Surely, in theory, such an all-powerful and all-knowing divinity, could have originally designed our genetic predispositions to be repulsed by doing sinful things, right? Yes, of course. So why do people hold on to an irrational reliance where the Almighty relies on religious agency such as teachers, scripture writers and churches? It's simply club membership perks. Our DNA already steers us away from doing quite a few unsavoury things and that doesn't detract from our perceived free will, so its a fair question to ask. In fact, if we consider those enslaved to gambling, sex or drug addiction, stealing and other forms of sin or wrong doing, the free will theology loses appeal because we naturally become enslaved. There is a paradox of divine persuasion here.
This omnipotent, Israeli God, who has fought tribal wars against Baal and Chemosh, and once revealed his presence in the ancient Jewish sky; so why has it stopped? Why does he not appear to all the nations and order an end of wars? We can all visualise an ancient divine strategy, some coceivable solution that could've literally wiped out thousands of years of pointless hide and seek theology and slippery debate. The reliance on evangelism and dubious clergy with which Jesus himself clashed could all have never existed via a bit of genetic tweaking, but, instead; we are sadly left with cryptic scriptures and promises from orthodox people and holy relatives who all interpret things differently.
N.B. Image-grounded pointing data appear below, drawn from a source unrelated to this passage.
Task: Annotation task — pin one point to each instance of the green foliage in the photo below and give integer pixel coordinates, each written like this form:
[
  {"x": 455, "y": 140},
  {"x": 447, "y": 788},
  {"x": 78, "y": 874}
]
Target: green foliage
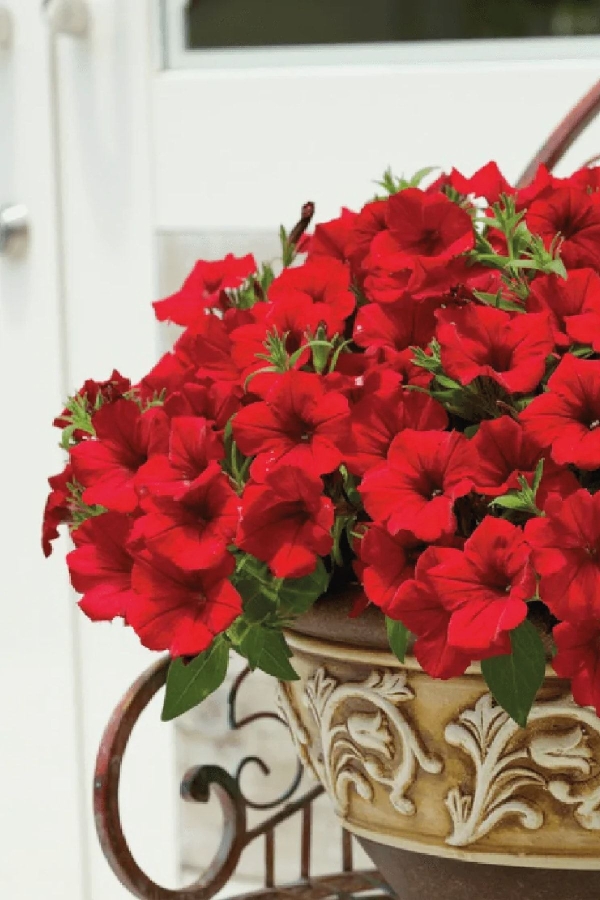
[
  {"x": 78, "y": 416},
  {"x": 391, "y": 184},
  {"x": 398, "y": 636},
  {"x": 80, "y": 511},
  {"x": 525, "y": 252},
  {"x": 267, "y": 649},
  {"x": 235, "y": 464},
  {"x": 269, "y": 604},
  {"x": 514, "y": 680},
  {"x": 188, "y": 685},
  {"x": 523, "y": 501}
]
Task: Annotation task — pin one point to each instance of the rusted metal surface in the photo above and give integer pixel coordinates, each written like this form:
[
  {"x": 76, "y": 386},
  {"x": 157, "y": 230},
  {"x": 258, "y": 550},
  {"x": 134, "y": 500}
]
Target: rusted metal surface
[
  {"x": 199, "y": 784},
  {"x": 574, "y": 123}
]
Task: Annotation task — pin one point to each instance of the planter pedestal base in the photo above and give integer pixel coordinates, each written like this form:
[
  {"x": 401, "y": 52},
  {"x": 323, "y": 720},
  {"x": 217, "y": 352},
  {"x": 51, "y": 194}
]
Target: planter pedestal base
[{"x": 415, "y": 876}]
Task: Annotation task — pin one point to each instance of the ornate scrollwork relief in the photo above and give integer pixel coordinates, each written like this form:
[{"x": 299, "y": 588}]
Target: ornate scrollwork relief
[
  {"x": 363, "y": 738},
  {"x": 507, "y": 759}
]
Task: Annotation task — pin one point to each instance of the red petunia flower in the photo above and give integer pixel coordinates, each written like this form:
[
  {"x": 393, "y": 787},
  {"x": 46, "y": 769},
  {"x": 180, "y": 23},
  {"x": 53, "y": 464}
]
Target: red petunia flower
[
  {"x": 125, "y": 439},
  {"x": 416, "y": 488},
  {"x": 418, "y": 605},
  {"x": 194, "y": 526},
  {"x": 208, "y": 351},
  {"x": 215, "y": 401},
  {"x": 290, "y": 318},
  {"x": 501, "y": 451},
  {"x": 488, "y": 182},
  {"x": 574, "y": 215},
  {"x": 573, "y": 305},
  {"x": 178, "y": 611},
  {"x": 371, "y": 221},
  {"x": 421, "y": 225},
  {"x": 205, "y": 289},
  {"x": 566, "y": 554},
  {"x": 192, "y": 446},
  {"x": 101, "y": 565},
  {"x": 486, "y": 586},
  {"x": 566, "y": 418},
  {"x": 299, "y": 424},
  {"x": 480, "y": 340},
  {"x": 388, "y": 561},
  {"x": 96, "y": 393},
  {"x": 331, "y": 238},
  {"x": 378, "y": 417},
  {"x": 394, "y": 329},
  {"x": 578, "y": 658},
  {"x": 326, "y": 284},
  {"x": 286, "y": 522},
  {"x": 57, "y": 509}
]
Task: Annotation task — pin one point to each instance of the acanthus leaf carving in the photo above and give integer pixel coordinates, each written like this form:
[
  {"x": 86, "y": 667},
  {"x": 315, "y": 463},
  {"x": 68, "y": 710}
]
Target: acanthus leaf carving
[
  {"x": 364, "y": 738},
  {"x": 507, "y": 759}
]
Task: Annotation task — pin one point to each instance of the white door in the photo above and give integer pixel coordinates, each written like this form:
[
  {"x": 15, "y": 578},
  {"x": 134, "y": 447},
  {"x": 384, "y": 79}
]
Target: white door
[
  {"x": 166, "y": 152},
  {"x": 41, "y": 811}
]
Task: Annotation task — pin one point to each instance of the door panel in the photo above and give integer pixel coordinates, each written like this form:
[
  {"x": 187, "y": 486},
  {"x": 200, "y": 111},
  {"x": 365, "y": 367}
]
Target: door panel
[
  {"x": 246, "y": 147},
  {"x": 41, "y": 798}
]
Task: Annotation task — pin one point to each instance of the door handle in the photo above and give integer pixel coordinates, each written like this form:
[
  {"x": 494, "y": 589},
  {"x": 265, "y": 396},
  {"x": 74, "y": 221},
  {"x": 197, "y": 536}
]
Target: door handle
[
  {"x": 5, "y": 29},
  {"x": 14, "y": 229},
  {"x": 68, "y": 16}
]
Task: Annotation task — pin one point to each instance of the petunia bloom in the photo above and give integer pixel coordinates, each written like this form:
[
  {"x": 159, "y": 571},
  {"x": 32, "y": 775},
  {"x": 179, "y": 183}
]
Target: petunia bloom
[
  {"x": 179, "y": 611},
  {"x": 193, "y": 527},
  {"x": 330, "y": 239},
  {"x": 567, "y": 417},
  {"x": 422, "y": 226},
  {"x": 578, "y": 658},
  {"x": 416, "y": 488},
  {"x": 573, "y": 215},
  {"x": 299, "y": 424},
  {"x": 387, "y": 562},
  {"x": 379, "y": 416},
  {"x": 57, "y": 509},
  {"x": 125, "y": 439},
  {"x": 286, "y": 522},
  {"x": 192, "y": 446},
  {"x": 566, "y": 554},
  {"x": 205, "y": 289},
  {"x": 325, "y": 283},
  {"x": 482, "y": 341},
  {"x": 420, "y": 607},
  {"x": 486, "y": 585},
  {"x": 573, "y": 305},
  {"x": 501, "y": 451},
  {"x": 100, "y": 566}
]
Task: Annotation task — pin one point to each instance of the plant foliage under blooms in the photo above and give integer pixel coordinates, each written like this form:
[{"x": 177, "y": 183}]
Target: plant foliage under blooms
[{"x": 408, "y": 402}]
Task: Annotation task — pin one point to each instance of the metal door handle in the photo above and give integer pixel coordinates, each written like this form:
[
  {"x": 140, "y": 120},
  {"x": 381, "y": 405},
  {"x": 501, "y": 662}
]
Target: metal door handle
[
  {"x": 68, "y": 16},
  {"x": 5, "y": 29},
  {"x": 14, "y": 229}
]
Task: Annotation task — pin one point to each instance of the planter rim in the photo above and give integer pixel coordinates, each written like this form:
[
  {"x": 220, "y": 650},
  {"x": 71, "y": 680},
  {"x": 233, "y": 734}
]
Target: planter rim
[
  {"x": 369, "y": 656},
  {"x": 511, "y": 860}
]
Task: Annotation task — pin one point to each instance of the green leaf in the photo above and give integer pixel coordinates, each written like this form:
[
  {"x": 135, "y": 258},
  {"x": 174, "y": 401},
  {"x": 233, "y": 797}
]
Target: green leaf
[
  {"x": 188, "y": 685},
  {"x": 398, "y": 635},
  {"x": 296, "y": 595},
  {"x": 537, "y": 477},
  {"x": 514, "y": 680},
  {"x": 510, "y": 501},
  {"x": 268, "y": 650}
]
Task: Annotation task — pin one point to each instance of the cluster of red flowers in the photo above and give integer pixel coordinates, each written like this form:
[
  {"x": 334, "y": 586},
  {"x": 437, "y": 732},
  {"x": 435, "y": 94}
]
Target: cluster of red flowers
[{"x": 411, "y": 405}]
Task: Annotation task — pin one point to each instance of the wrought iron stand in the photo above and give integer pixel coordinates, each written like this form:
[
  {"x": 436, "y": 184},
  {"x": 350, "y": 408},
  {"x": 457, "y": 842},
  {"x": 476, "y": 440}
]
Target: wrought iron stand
[{"x": 202, "y": 781}]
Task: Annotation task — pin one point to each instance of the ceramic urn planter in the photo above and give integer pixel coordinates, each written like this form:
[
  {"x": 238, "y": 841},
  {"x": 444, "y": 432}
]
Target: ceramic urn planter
[{"x": 445, "y": 792}]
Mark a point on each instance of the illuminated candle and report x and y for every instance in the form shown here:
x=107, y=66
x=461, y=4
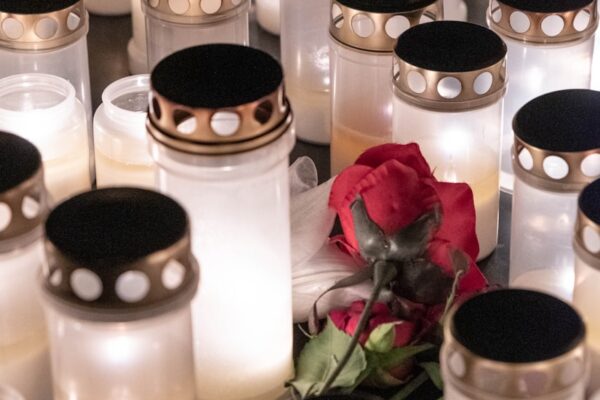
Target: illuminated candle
x=122, y=157
x=44, y=110
x=221, y=136
x=550, y=45
x=449, y=79
x=514, y=344
x=363, y=35
x=117, y=293
x=305, y=58
x=23, y=207
x=587, y=270
x=557, y=146
x=172, y=25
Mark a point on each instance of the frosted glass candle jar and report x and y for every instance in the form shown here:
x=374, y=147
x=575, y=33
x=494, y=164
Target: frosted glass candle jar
x=268, y=15
x=305, y=58
x=23, y=208
x=496, y=346
x=363, y=35
x=44, y=110
x=587, y=270
x=136, y=49
x=122, y=157
x=221, y=136
x=550, y=46
x=449, y=79
x=117, y=293
x=556, y=153
x=173, y=25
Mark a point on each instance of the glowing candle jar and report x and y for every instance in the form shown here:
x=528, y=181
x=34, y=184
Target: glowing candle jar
x=122, y=157
x=173, y=25
x=363, y=35
x=305, y=58
x=44, y=110
x=221, y=136
x=556, y=153
x=117, y=294
x=23, y=208
x=449, y=79
x=587, y=270
x=514, y=344
x=550, y=46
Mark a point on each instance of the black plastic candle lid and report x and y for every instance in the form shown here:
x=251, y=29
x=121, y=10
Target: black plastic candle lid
x=34, y=6
x=563, y=121
x=517, y=326
x=217, y=76
x=19, y=161
x=386, y=6
x=589, y=201
x=109, y=227
x=449, y=46
x=547, y=6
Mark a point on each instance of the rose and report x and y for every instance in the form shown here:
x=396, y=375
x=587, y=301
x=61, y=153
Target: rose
x=397, y=187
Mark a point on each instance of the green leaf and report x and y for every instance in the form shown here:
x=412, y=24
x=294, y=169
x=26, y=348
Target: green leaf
x=320, y=357
x=433, y=370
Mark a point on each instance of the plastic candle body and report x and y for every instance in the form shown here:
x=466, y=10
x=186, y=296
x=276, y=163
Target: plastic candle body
x=24, y=204
x=477, y=365
x=44, y=110
x=305, y=58
x=122, y=156
x=548, y=50
x=172, y=26
x=587, y=271
x=556, y=154
x=117, y=293
x=237, y=194
x=361, y=60
x=456, y=127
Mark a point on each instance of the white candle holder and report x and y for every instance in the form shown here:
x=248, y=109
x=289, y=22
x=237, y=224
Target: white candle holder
x=449, y=79
x=556, y=153
x=587, y=272
x=550, y=47
x=117, y=291
x=23, y=208
x=44, y=110
x=175, y=25
x=221, y=136
x=305, y=59
x=363, y=35
x=122, y=157
x=514, y=344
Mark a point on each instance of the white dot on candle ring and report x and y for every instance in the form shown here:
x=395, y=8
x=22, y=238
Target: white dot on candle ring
x=590, y=166
x=86, y=284
x=591, y=239
x=555, y=167
x=132, y=286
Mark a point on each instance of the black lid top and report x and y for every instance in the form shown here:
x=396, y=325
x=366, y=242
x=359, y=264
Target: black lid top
x=386, y=6
x=563, y=121
x=517, y=326
x=19, y=161
x=449, y=46
x=34, y=6
x=589, y=201
x=109, y=227
x=547, y=6
x=217, y=76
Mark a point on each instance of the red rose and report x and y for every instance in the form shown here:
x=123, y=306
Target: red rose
x=397, y=187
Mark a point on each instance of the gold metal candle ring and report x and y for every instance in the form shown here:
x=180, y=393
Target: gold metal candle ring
x=43, y=31
x=381, y=30
x=543, y=28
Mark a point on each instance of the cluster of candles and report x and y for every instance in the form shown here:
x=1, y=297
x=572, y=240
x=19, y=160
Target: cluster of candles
x=130, y=313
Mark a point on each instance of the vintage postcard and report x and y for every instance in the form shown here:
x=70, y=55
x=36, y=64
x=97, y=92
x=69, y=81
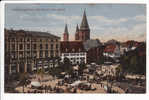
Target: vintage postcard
x=75, y=48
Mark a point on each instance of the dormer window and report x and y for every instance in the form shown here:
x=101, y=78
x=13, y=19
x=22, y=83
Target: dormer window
x=73, y=50
x=66, y=50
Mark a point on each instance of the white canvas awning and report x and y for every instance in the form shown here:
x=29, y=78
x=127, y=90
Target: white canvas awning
x=35, y=84
x=76, y=83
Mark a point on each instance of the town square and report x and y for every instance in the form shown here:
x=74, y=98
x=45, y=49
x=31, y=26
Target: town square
x=70, y=48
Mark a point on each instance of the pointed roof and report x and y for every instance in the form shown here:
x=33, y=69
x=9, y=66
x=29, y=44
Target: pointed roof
x=77, y=28
x=66, y=29
x=84, y=23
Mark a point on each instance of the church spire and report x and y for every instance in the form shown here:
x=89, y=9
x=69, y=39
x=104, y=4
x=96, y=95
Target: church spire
x=66, y=35
x=77, y=28
x=66, y=29
x=84, y=23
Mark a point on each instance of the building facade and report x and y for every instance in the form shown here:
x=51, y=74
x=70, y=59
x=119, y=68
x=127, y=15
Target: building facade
x=26, y=51
x=74, y=51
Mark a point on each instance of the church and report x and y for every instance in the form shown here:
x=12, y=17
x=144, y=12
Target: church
x=82, y=48
x=82, y=33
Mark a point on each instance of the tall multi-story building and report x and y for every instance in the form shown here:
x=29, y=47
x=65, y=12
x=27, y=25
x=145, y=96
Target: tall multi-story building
x=66, y=34
x=83, y=49
x=83, y=33
x=29, y=50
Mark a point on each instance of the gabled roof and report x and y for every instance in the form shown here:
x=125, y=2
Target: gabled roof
x=110, y=48
x=91, y=44
x=31, y=33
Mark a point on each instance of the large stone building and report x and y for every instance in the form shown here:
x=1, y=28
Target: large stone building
x=74, y=51
x=82, y=49
x=81, y=34
x=26, y=51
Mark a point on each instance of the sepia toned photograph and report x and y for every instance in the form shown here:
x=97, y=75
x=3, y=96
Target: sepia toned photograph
x=75, y=48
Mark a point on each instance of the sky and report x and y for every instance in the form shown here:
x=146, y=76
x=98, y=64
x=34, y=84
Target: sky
x=121, y=22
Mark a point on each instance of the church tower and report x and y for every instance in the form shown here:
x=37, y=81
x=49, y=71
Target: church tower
x=66, y=34
x=77, y=33
x=84, y=32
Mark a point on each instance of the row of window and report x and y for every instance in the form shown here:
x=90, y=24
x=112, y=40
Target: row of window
x=34, y=54
x=29, y=40
x=74, y=59
x=74, y=54
x=35, y=46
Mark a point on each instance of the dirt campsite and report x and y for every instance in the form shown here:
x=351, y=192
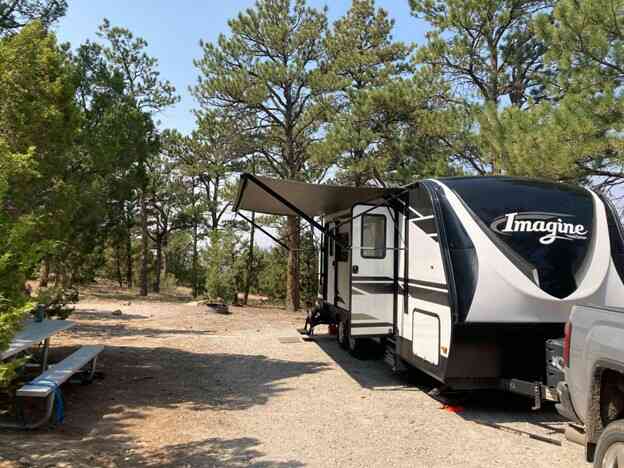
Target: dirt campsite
x=180, y=385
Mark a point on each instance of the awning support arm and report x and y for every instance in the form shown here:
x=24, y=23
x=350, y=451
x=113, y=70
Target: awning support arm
x=267, y=233
x=282, y=200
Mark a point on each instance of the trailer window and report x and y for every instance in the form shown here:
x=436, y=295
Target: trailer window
x=373, y=236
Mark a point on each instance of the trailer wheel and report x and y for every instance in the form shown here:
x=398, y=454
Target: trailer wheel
x=610, y=447
x=356, y=346
x=342, y=335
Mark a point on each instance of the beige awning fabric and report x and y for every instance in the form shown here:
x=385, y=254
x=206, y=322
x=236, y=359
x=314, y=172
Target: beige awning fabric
x=286, y=197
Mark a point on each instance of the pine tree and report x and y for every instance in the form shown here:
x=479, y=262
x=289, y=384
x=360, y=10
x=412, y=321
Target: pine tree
x=266, y=73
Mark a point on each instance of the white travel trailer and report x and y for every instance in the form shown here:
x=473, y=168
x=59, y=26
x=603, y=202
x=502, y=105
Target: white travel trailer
x=463, y=278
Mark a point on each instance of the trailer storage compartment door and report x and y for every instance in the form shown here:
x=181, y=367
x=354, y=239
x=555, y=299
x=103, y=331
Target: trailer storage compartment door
x=372, y=271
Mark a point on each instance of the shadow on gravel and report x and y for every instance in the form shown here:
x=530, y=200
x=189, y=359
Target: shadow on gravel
x=478, y=406
x=234, y=453
x=101, y=331
x=93, y=314
x=60, y=450
x=137, y=380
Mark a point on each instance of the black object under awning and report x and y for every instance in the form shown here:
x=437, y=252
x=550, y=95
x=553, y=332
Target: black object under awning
x=288, y=197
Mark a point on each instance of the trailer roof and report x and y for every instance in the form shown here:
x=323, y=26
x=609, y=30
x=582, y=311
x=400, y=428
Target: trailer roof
x=284, y=197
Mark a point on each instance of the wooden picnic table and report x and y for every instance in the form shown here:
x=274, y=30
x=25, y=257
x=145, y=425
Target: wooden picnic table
x=34, y=333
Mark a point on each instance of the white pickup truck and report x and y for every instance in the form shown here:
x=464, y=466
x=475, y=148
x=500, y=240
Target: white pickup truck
x=592, y=394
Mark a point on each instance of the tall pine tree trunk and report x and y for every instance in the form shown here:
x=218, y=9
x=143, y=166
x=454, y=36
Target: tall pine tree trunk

This changeless and evolved deity doesnt fit his own theology. After sharing the archeological history of Yahweh with my kindred of Christ, and moral realist, he stopped, listened and began to think, instead of just trying to win for once, before spouting out a theory on societal realisation for the deity. Poof! Out of thin air! Not too much unlike an apologetic, he thrust his idea of a gradual revelation of the God with a forced conviction by claiming that Yahweh had only been properly truly understood in his full godly form by Christian era theologians. It was very disappointing guillotine decapitation of historical and cultural acquisition. The scripture and all the pertaining archeological discoveries hit the floor, rolling centre stage to become his reimagined version of the God of Israel. I always said, people created God and not the other way around, unfortunately, he proved me right in the end! I found a new level of ignorance that day. I have found self-righteousness in Christians in my life, I guess it's only a minority?